Motivations Since she was young, the princess has always loved to draw. While the sisters were playing with dolls, she preferred to stay between papers and crayons. It was a pleasure. But picking up the brushes and venturing into the canvas was only later, when I was already a girl. She always admired the arts, her father and brothers encouraged her very much. “Once upon a time, we were all playing and a quiet princess was at the study table. After a while, I took out a notebook cover in which I drew a bouquet of roses. She must have been 5 or 6 years old. She was so beautiful that I ran away and went to show her to our father”, recalls Lacey.
Self-made, the artist chose the academic style, or he chose it. “Drawing is a way of life for me. I didn’t see myself doing anything else. I was drawn to it. I bought canvases and paints and brushes and started. I was experimenting, wrong, getting it right. My first drawings were small, with two sailboats, I don’t know where they are, because It was lost long ago, and I don’t even remember how old I was when I made it.”
As inspiration, she cites academics Edgar Walter, Raimundo Costa and Guido Fergani, who, in addition to being her reference, were good friends. The artist loves to paint scenes from the historic towns of Minas Gerais and is interested in doing it in a specific place, not taking pictures and going back to her studio. He made a point of saying so naturally, seeing the landscape. If I have to, I go back to the place three or four times, but I don’t do anything based on an image. I don’t like it, I’m working on seeing it, and living the experience. I think this makes a big difference to the drawing. The focus, the climate, the movement of the surroundings, and all this that I absorbed makes the painting come alive,” he says.

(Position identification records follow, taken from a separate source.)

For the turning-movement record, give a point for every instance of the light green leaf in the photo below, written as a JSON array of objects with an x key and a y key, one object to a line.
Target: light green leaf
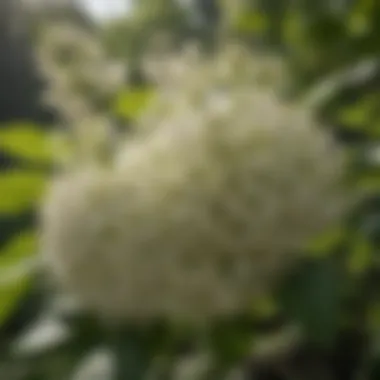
[
  {"x": 26, "y": 141},
  {"x": 16, "y": 263},
  {"x": 130, "y": 104},
  {"x": 360, "y": 258},
  {"x": 252, "y": 22},
  {"x": 20, "y": 190}
]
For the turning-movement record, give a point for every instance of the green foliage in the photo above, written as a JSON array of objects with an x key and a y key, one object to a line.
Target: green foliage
[
  {"x": 131, "y": 103},
  {"x": 336, "y": 286},
  {"x": 15, "y": 267},
  {"x": 20, "y": 190},
  {"x": 26, "y": 141}
]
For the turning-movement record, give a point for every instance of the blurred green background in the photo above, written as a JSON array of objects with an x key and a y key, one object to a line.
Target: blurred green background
[{"x": 334, "y": 295}]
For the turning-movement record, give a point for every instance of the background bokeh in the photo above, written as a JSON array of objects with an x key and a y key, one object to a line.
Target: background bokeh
[{"x": 333, "y": 295}]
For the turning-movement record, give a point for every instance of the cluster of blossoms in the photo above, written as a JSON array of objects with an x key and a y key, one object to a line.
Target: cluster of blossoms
[
  {"x": 207, "y": 206},
  {"x": 82, "y": 79}
]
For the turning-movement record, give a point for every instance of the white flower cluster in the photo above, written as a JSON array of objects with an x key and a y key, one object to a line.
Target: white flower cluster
[
  {"x": 206, "y": 208},
  {"x": 79, "y": 70}
]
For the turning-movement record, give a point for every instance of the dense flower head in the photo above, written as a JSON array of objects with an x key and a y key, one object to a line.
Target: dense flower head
[
  {"x": 79, "y": 71},
  {"x": 206, "y": 207}
]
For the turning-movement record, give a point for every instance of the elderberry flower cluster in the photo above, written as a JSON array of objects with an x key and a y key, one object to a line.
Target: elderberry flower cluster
[{"x": 206, "y": 207}]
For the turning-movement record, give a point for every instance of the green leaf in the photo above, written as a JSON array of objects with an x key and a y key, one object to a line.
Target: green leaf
[
  {"x": 312, "y": 298},
  {"x": 20, "y": 190},
  {"x": 130, "y": 104},
  {"x": 132, "y": 356},
  {"x": 15, "y": 264},
  {"x": 360, "y": 257},
  {"x": 323, "y": 245},
  {"x": 26, "y": 141},
  {"x": 252, "y": 22}
]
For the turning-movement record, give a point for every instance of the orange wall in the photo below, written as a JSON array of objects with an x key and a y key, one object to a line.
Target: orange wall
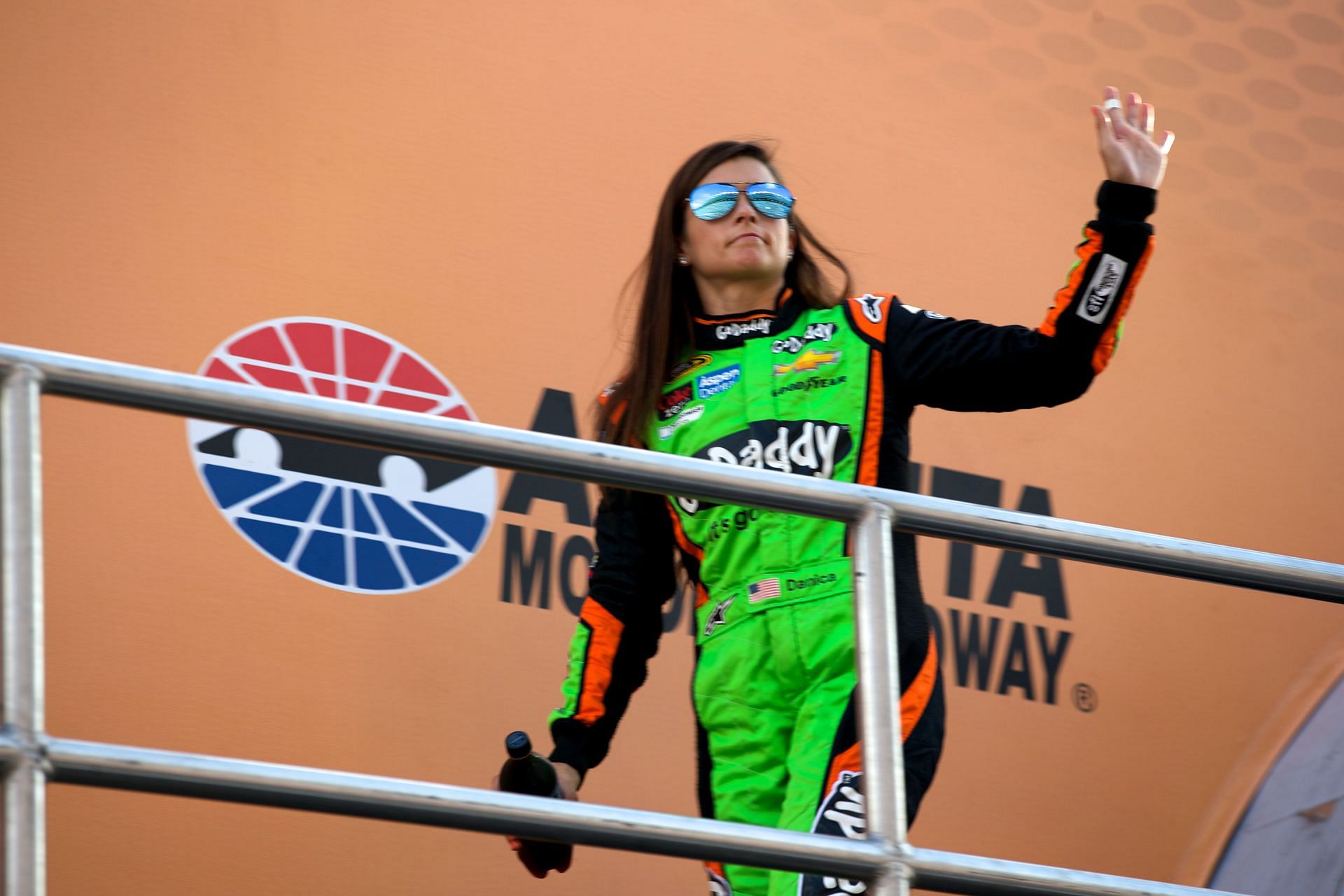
[{"x": 477, "y": 181}]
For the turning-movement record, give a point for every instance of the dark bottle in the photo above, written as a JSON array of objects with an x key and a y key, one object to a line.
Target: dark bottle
[{"x": 527, "y": 773}]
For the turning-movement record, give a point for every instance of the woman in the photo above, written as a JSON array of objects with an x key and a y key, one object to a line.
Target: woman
[{"x": 746, "y": 356}]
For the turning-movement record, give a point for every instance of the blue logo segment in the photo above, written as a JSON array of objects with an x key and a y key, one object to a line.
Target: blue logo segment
[{"x": 343, "y": 516}]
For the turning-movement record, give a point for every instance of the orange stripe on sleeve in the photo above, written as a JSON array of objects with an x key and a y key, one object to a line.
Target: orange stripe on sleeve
[
  {"x": 601, "y": 656},
  {"x": 876, "y": 331},
  {"x": 869, "y": 458},
  {"x": 913, "y": 704},
  {"x": 1075, "y": 280},
  {"x": 920, "y": 692}
]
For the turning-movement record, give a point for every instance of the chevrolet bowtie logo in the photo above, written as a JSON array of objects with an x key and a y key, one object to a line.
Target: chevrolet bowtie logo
[{"x": 808, "y": 360}]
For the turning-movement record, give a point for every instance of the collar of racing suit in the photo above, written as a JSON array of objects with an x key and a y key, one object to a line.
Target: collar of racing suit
[{"x": 733, "y": 331}]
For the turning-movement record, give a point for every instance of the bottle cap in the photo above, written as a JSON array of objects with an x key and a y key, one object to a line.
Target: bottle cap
[{"x": 518, "y": 745}]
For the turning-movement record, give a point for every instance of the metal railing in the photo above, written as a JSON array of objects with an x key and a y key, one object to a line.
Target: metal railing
[{"x": 885, "y": 859}]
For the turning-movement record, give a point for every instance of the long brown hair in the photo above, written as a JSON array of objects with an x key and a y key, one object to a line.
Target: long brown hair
[{"x": 670, "y": 298}]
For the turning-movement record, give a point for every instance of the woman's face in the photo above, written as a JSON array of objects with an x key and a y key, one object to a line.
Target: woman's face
[{"x": 743, "y": 244}]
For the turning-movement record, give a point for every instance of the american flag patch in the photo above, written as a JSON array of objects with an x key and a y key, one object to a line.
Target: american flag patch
[{"x": 762, "y": 590}]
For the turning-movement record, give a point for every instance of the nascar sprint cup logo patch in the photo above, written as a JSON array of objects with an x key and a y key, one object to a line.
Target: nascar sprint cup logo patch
[{"x": 1101, "y": 290}]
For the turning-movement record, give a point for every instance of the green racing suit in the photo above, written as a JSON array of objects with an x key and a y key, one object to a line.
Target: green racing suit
[{"x": 824, "y": 393}]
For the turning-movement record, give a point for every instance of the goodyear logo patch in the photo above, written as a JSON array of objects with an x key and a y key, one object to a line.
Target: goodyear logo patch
[{"x": 808, "y": 360}]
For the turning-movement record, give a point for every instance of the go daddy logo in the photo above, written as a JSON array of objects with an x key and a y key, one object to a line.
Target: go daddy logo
[{"x": 343, "y": 516}]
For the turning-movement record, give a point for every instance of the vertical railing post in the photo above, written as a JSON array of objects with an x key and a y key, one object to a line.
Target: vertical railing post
[
  {"x": 879, "y": 690},
  {"x": 22, "y": 637}
]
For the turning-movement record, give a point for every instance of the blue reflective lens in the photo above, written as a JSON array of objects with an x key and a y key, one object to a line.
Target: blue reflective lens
[
  {"x": 711, "y": 202},
  {"x": 772, "y": 200}
]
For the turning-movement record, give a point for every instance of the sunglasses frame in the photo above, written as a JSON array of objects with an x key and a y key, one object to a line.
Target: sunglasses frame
[{"x": 743, "y": 188}]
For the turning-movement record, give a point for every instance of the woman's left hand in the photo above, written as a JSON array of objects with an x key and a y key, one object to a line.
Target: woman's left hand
[{"x": 1126, "y": 139}]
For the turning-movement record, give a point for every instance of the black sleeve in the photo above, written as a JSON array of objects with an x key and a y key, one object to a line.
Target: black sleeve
[
  {"x": 619, "y": 628},
  {"x": 969, "y": 365}
]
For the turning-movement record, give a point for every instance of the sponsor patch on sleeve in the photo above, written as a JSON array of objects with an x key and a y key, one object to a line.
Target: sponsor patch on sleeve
[{"x": 1101, "y": 292}]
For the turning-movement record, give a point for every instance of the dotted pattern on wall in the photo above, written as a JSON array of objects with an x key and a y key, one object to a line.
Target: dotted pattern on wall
[{"x": 1253, "y": 89}]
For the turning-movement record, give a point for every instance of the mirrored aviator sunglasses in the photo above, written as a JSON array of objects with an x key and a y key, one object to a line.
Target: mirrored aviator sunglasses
[{"x": 711, "y": 202}]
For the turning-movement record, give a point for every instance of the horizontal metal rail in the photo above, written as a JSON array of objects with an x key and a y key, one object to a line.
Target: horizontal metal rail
[
  {"x": 464, "y": 808},
  {"x": 262, "y": 783},
  {"x": 185, "y": 394}
]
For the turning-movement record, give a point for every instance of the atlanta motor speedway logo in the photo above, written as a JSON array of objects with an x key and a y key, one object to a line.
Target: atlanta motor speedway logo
[{"x": 347, "y": 517}]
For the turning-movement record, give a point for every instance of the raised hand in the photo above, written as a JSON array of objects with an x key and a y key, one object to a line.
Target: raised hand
[{"x": 1126, "y": 139}]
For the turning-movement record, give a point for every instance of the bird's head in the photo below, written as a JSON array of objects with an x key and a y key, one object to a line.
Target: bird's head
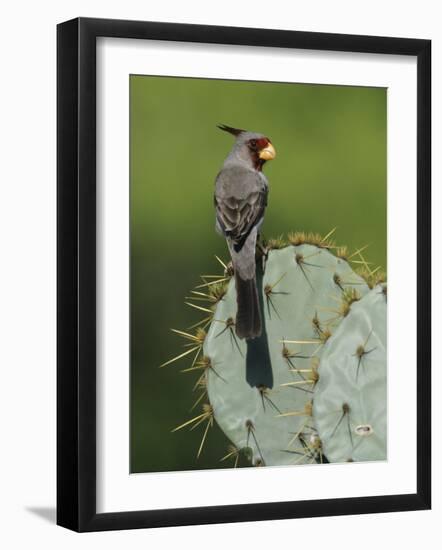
[{"x": 250, "y": 147}]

Believer Square “A lot of people approach me when I paint in the street. They stop, look at the painting, make comments. It’s really cool, but when I paint, I focus so much that I am absorbed in what I see, and unfortunately, I can’t interact with these people in the way However, I would like to thank everyone who comes very close to me, because I feel this energy, support and praise that they give me, reaches me and is reflected in my work.

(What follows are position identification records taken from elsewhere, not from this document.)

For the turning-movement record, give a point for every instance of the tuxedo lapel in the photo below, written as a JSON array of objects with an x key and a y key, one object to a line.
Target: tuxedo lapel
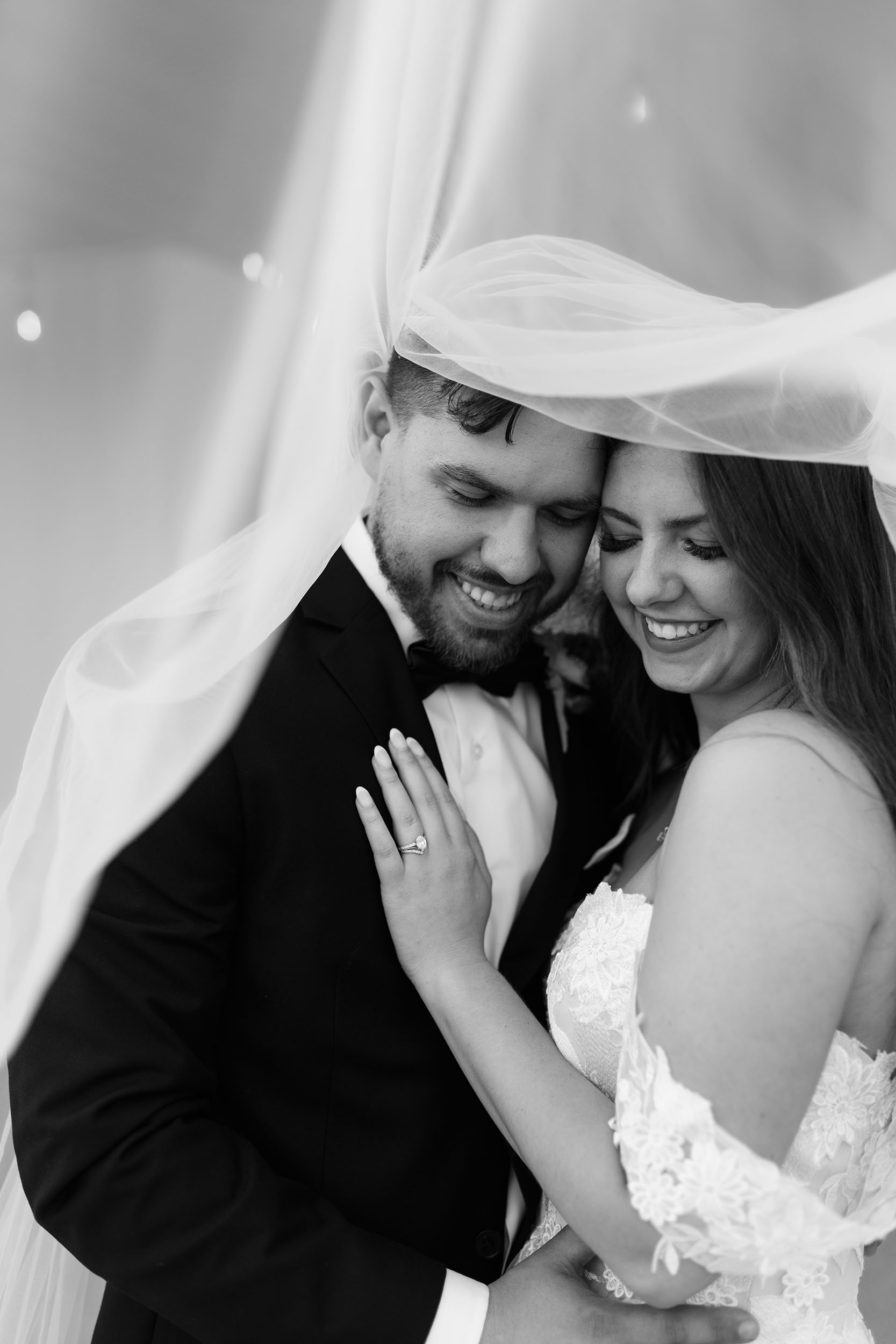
[
  {"x": 364, "y": 655},
  {"x": 537, "y": 923}
]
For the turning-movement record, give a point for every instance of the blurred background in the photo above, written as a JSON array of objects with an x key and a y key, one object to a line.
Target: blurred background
[{"x": 744, "y": 147}]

I would like them to understand that even though they are not given the attention they deserve, I feel all this and really love it,” she says, saying that she is always in the company of her loyal owner, Dejanera, who has been helping her family for 23 years and always accompanying her on trips. She gives me support and calm and has often been my role model. When I paint, I cannot leave the subjects on the street for coffee, for a snack, and it is she who helps me with all this. ”

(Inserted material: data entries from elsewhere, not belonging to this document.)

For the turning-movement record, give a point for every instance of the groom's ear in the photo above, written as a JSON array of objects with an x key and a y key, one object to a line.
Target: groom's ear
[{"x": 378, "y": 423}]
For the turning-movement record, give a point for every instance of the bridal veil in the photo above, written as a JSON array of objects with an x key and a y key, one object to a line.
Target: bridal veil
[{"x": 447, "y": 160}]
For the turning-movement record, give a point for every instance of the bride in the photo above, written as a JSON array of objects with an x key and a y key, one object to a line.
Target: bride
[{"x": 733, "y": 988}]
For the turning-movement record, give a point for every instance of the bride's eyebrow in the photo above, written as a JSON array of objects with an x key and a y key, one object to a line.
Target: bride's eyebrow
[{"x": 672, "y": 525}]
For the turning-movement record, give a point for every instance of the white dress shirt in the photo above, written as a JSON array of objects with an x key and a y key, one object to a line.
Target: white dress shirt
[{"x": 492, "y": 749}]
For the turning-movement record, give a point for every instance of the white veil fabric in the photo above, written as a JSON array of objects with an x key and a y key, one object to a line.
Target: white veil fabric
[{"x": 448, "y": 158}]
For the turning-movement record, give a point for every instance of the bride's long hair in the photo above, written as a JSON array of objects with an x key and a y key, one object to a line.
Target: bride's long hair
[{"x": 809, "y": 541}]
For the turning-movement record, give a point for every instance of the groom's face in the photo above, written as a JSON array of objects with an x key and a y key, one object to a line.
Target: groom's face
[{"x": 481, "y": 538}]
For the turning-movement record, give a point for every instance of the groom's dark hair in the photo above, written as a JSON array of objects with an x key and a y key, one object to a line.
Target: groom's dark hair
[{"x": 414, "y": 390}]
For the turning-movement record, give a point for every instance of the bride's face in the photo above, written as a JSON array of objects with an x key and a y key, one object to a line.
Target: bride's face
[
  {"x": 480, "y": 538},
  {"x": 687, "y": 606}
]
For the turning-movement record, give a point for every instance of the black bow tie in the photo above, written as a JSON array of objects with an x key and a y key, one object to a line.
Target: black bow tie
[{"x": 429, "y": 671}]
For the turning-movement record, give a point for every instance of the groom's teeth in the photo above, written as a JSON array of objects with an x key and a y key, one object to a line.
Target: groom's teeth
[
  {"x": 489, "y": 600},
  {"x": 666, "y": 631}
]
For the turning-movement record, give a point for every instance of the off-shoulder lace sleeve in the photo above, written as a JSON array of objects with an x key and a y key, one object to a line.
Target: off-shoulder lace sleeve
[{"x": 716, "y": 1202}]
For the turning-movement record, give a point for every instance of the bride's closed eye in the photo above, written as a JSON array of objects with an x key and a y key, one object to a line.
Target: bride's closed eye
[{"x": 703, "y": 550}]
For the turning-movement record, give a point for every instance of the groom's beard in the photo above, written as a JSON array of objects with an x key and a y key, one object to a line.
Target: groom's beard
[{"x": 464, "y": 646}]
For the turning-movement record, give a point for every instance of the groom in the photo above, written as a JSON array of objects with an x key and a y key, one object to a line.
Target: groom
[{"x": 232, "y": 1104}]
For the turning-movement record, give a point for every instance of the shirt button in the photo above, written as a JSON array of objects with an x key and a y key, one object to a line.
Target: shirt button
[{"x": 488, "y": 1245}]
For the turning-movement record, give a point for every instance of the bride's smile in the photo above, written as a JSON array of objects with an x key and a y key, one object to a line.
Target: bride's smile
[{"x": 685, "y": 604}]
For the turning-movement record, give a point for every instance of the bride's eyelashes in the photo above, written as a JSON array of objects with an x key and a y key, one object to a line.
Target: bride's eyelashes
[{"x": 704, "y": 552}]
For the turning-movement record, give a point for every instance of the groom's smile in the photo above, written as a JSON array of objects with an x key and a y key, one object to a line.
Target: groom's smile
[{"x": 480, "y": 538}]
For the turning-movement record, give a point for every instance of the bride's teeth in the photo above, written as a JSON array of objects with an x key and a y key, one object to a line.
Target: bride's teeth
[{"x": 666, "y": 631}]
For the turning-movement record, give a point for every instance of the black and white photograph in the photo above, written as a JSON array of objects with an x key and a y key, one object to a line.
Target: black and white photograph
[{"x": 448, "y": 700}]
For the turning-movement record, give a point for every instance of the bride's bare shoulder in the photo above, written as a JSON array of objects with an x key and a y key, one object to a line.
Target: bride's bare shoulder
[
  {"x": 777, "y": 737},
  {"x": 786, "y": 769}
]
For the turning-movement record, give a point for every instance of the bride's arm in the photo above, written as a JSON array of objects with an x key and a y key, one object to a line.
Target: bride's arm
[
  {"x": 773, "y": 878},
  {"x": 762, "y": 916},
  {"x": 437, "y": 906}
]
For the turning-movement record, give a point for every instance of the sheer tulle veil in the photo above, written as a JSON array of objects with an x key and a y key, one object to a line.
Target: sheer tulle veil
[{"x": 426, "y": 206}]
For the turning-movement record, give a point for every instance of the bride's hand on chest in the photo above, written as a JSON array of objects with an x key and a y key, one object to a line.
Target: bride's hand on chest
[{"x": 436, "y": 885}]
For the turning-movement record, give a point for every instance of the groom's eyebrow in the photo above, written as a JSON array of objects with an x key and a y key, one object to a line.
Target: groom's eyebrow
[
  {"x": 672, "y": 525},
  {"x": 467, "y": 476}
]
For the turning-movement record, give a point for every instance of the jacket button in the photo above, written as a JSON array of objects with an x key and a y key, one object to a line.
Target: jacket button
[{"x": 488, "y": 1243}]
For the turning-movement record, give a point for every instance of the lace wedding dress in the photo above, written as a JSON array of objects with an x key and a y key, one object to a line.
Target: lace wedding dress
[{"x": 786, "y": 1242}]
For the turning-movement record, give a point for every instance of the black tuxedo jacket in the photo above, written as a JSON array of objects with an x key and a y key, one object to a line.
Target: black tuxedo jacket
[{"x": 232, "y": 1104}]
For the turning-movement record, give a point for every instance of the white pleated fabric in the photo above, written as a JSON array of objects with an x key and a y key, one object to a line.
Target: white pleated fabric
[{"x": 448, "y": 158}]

Princess paint landscapes, still life, shapes and flowers. When asked how she managed to paint the people she meets on the street, she replied: “When I see someone who inspires me, I ask them for permission to photograph them, I ask them to stay still for a while, and I do that. Then I finished. This painting (refers to one of the paintings that myriad that decorates the main room of the house) is a cactus vegetable store. When I saw this lady with this huge basket full of vegetables, I thought it was beautiful, and I couldn’t contain myself. I accepted. Then I gave her some money. After all, I was late. In his work a little, it was offset,” he recalls.
When she was young, she worked for 30 years at Banco de Crédito Real in the afternoons and spent her mornings painting in her studio. In the bank alone, he did about 12 exposures. His works have also been exhibited in the municipality of Belo Horizonte, in the Legislative Assembly of Minas Gerais and at the headquarters of the Petrochemical Industries Company.